It wasn’t long ago when the issue of personal identity was managed mostly by reputation. If you lived in a small town, you were known and judged by the community, whether it be the local shopkeeper or the local banker. Yet the intersecting forces of industrialization, globalization and the arrival of the Internet meant that more robust and flexible solutions for managing identity were required.

Naturally, these solutions were developed as needed, generally based on various bits of identifying information that were readily available and conveniently unique. Trivial platforms like social network platforms might only require an email while financial services will ask for government issued identification, such as your Social Security number (if you’re in the US). In general, each service you interact with today has its own unique method for authorizing your identity.

Yet this setup presents a series of profound issues with how we deal with personal identity, both practical and philosophical.

On the practical side of things, it makes very little sense for every service provider to manage its own identity functionality. For one, it’s a pain for existing companies, which now must become experts in data management and cybersecurity, but it’s also damaging to innovative upstarts, which must deal with higher barriers of entry.

And having such redundancies across essentially all systems isn’t just inefficient from a cost perspective, it actively undermines the security of our personal information. If every service provider has a copy of our identifying information, it provides hackers that many more targets. According to the Bureau of Justice Statistics, identity theft costs Americans tens of billions of dollars every year.

It doesn’t get much better from a user perspective. The fact that our personal identity is dealt with on an ad-hoc basis means that it isn’t portable. I might have ten years of outstanding history on Ebay, but if I decided to open a store on Etsy, I’d be starting from zero. The same goes for a German professional emigrating to the US. It won’t matter if he or she is earning a six figure salary. Good luck getting a mortgage to settle down without an American credit score.

Moreover the costs, requirements and lack of flexibility with the current system means there are billions who lack any meaningful way of identifying themselves, limiting their access to the global economy.

But perhaps what’s most egregious about how the system is set up is how it flies in the face of common sense. Why should corporations own who we are? Why should every company we interact with get to own and hold all of our personal information? Shouldn’t we be the owners of our identity? Shouldn’t we be able to decide who gets what information?

What’s beautiful is that we finally can — enabled by technology that didn’t exist until recently or wasn’t yet economically feasible for mass adoption a decade ago.
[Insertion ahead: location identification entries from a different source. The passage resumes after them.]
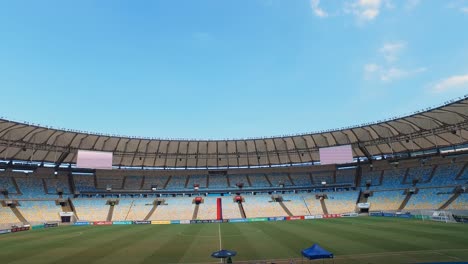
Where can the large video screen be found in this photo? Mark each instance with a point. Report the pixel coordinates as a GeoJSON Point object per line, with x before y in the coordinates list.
{"type": "Point", "coordinates": [94, 159]}
{"type": "Point", "coordinates": [336, 155]}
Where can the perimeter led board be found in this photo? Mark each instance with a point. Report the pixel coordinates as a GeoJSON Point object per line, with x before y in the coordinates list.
{"type": "Point", "coordinates": [94, 159]}
{"type": "Point", "coordinates": [336, 155]}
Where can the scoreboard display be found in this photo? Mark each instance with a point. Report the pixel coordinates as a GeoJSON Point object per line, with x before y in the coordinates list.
{"type": "Point", "coordinates": [336, 155]}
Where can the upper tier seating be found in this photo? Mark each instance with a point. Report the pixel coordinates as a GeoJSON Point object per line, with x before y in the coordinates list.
{"type": "Point", "coordinates": [7, 184]}
{"type": "Point", "coordinates": [139, 209]}
{"type": "Point", "coordinates": [8, 218]}
{"type": "Point", "coordinates": [277, 178]}
{"type": "Point", "coordinates": [84, 183]}
{"type": "Point", "coordinates": [345, 176]}
{"type": "Point", "coordinates": [258, 180]}
{"type": "Point", "coordinates": [158, 181]}
{"type": "Point", "coordinates": [218, 181]}
{"type": "Point", "coordinates": [238, 178]}
{"type": "Point", "coordinates": [464, 174]}
{"type": "Point", "coordinates": [32, 187]}
{"type": "Point", "coordinates": [197, 179]}
{"type": "Point", "coordinates": [177, 182]}
{"type": "Point", "coordinates": [392, 179]}
{"type": "Point", "coordinates": [301, 179]}
{"type": "Point", "coordinates": [323, 176]}
{"type": "Point", "coordinates": [444, 175]}
{"type": "Point", "coordinates": [59, 182]}
{"type": "Point", "coordinates": [422, 174]}
{"type": "Point", "coordinates": [133, 182]}
{"type": "Point", "coordinates": [115, 182]}
{"type": "Point", "coordinates": [373, 176]}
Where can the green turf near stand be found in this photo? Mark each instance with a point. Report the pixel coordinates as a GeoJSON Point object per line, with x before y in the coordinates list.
{"type": "Point", "coordinates": [352, 240]}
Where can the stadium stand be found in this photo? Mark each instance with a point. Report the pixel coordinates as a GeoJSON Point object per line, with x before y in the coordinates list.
{"type": "Point", "coordinates": [93, 209]}
{"type": "Point", "coordinates": [373, 176]}
{"type": "Point", "coordinates": [422, 174]}
{"type": "Point", "coordinates": [133, 182]}
{"type": "Point", "coordinates": [139, 209]}
{"type": "Point", "coordinates": [262, 206]}
{"type": "Point", "coordinates": [432, 198]}
{"type": "Point", "coordinates": [84, 183]}
{"type": "Point", "coordinates": [341, 202]}
{"type": "Point", "coordinates": [7, 184]}
{"type": "Point", "coordinates": [392, 179]}
{"type": "Point", "coordinates": [60, 182]}
{"type": "Point", "coordinates": [40, 211]}
{"type": "Point", "coordinates": [208, 209]}
{"type": "Point", "coordinates": [301, 179]}
{"type": "Point", "coordinates": [217, 181]}
{"type": "Point", "coordinates": [112, 181]}
{"type": "Point", "coordinates": [345, 176]}
{"type": "Point", "coordinates": [259, 180]}
{"type": "Point", "coordinates": [197, 179]}
{"type": "Point", "coordinates": [279, 178]}
{"type": "Point", "coordinates": [159, 181]}
{"type": "Point", "coordinates": [177, 182]}
{"type": "Point", "coordinates": [386, 200]}
{"type": "Point", "coordinates": [176, 208]}
{"type": "Point", "coordinates": [323, 176]}
{"type": "Point", "coordinates": [461, 203]}
{"type": "Point", "coordinates": [8, 218]}
{"type": "Point", "coordinates": [296, 204]}
{"type": "Point", "coordinates": [238, 178]}
{"type": "Point", "coordinates": [122, 210]}
{"type": "Point", "coordinates": [230, 208]}
{"type": "Point", "coordinates": [313, 205]}
{"type": "Point", "coordinates": [32, 187]}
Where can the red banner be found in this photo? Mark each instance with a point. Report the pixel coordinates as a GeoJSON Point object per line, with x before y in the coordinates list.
{"type": "Point", "coordinates": [294, 218]}
{"type": "Point", "coordinates": [102, 223]}
{"type": "Point", "coordinates": [219, 213]}
{"type": "Point", "coordinates": [332, 216]}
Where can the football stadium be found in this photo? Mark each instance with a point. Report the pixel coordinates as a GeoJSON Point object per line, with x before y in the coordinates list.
{"type": "Point", "coordinates": [202, 88]}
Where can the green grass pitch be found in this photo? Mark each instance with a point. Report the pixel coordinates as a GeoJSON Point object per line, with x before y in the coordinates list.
{"type": "Point", "coordinates": [352, 240]}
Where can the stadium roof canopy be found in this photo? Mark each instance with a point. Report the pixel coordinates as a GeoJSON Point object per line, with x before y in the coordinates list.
{"type": "Point", "coordinates": [433, 128]}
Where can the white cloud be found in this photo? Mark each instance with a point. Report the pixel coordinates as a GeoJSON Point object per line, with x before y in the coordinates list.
{"type": "Point", "coordinates": [365, 10]}
{"type": "Point", "coordinates": [316, 9]}
{"type": "Point", "coordinates": [392, 50]}
{"type": "Point", "coordinates": [390, 73]}
{"type": "Point", "coordinates": [410, 4]}
{"type": "Point", "coordinates": [451, 83]}
{"type": "Point", "coordinates": [387, 70]}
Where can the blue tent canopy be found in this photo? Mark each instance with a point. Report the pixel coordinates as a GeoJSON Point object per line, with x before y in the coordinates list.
{"type": "Point", "coordinates": [224, 253]}
{"type": "Point", "coordinates": [316, 252]}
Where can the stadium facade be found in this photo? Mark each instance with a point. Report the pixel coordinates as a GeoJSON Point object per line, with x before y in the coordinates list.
{"type": "Point", "coordinates": [411, 163]}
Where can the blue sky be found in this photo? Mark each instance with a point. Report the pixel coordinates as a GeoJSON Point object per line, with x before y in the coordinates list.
{"type": "Point", "coordinates": [212, 69]}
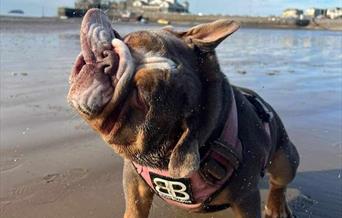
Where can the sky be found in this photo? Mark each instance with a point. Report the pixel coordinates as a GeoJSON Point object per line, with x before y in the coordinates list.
{"type": "Point", "coordinates": [230, 7]}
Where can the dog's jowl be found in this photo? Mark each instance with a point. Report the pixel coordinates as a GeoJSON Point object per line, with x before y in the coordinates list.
{"type": "Point", "coordinates": [161, 101]}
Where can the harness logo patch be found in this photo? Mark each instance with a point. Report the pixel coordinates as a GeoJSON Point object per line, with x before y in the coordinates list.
{"type": "Point", "coordinates": [174, 189]}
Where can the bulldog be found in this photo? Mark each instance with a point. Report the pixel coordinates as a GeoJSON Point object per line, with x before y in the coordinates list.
{"type": "Point", "coordinates": [160, 100]}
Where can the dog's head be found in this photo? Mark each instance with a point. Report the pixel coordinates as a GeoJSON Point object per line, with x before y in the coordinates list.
{"type": "Point", "coordinates": [144, 93]}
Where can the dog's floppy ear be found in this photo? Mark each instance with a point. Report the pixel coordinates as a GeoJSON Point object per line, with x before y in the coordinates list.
{"type": "Point", "coordinates": [185, 157]}
{"type": "Point", "coordinates": [209, 35]}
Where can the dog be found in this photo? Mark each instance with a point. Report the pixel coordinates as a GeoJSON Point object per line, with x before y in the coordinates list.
{"type": "Point", "coordinates": [160, 100]}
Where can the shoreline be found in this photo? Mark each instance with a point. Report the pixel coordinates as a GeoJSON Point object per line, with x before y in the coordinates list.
{"type": "Point", "coordinates": [246, 22]}
{"type": "Point", "coordinates": [53, 165]}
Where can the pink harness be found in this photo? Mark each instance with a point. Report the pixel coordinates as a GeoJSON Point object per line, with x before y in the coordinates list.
{"type": "Point", "coordinates": [217, 166]}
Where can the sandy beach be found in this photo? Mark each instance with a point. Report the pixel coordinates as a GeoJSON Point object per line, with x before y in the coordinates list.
{"type": "Point", "coordinates": [53, 165]}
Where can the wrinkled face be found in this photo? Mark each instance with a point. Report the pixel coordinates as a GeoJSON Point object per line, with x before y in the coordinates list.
{"type": "Point", "coordinates": [146, 94]}
{"type": "Point", "coordinates": [137, 91]}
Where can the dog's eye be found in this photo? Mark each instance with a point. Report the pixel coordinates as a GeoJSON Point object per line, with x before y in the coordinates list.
{"type": "Point", "coordinates": [157, 62]}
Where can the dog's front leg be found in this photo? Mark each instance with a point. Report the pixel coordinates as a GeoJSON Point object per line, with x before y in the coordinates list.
{"type": "Point", "coordinates": [248, 206]}
{"type": "Point", "coordinates": [138, 194]}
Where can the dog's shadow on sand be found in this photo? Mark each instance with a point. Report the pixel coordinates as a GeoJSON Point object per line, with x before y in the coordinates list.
{"type": "Point", "coordinates": [311, 194]}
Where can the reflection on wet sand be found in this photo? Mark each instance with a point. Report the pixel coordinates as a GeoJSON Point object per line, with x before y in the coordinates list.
{"type": "Point", "coordinates": [53, 165]}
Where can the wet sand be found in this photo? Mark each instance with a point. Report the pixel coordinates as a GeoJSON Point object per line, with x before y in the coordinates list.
{"type": "Point", "coordinates": [53, 165]}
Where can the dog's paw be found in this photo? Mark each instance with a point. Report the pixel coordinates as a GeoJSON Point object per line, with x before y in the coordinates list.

These technologies include:

  • Trustless distributed ledgers
  • Ubiquitous mobile devices and connectivity
  • Biometrics that are unique and persistent

Properly executed and governed, these technologies allow us to create a tokenized representation of our identity that maximizes trust for individuals and organizations, notably, without compromising privacy against security.

Under this proposed method, everyone (both rich and poor) has access to a mobile device that can privately and securely hold their personal information with authorized access being granted with a thumbprint.

This information is then linked with a distributed ledger of all named users, via a public database that stores and manages credentials — what we call attestations — relating to a person’s identity. An attestation is essentially a third-party validation of a person’s identity.

For instance, you might provide your personal information (stored on your mobile device) to your bank. That bank checks your information and confirms that you are indeed you and issues a formal attestation to the public database.

Now, let’s say you want to login to your online trading account, let’s call it Trade Platform. Rather than providing Trade Platform with your personal information, you instead point to your recent bank attestation on the public database. That bank is on Trade Platform’s list of approved attestors and as a result can confidently trust your identity without actually requiring any of your information.

In a sense, your private information is only shared on a “need to know” basis. And broadly speaking, it could be implemented across borders in a geopolitically neutral fashion.

The elegance of such a system means that the private information about an individual can remain privately and securely with that individual on the biometrically secured mobile device. But at the same time, mere attestations to the validity of that private information can be publicly accessible to every other party in the world that needs to trust those credentials to enable efficient and effective permissions and commerce in the world.

Most importantly, the final result? We’ll finally own our personal identity.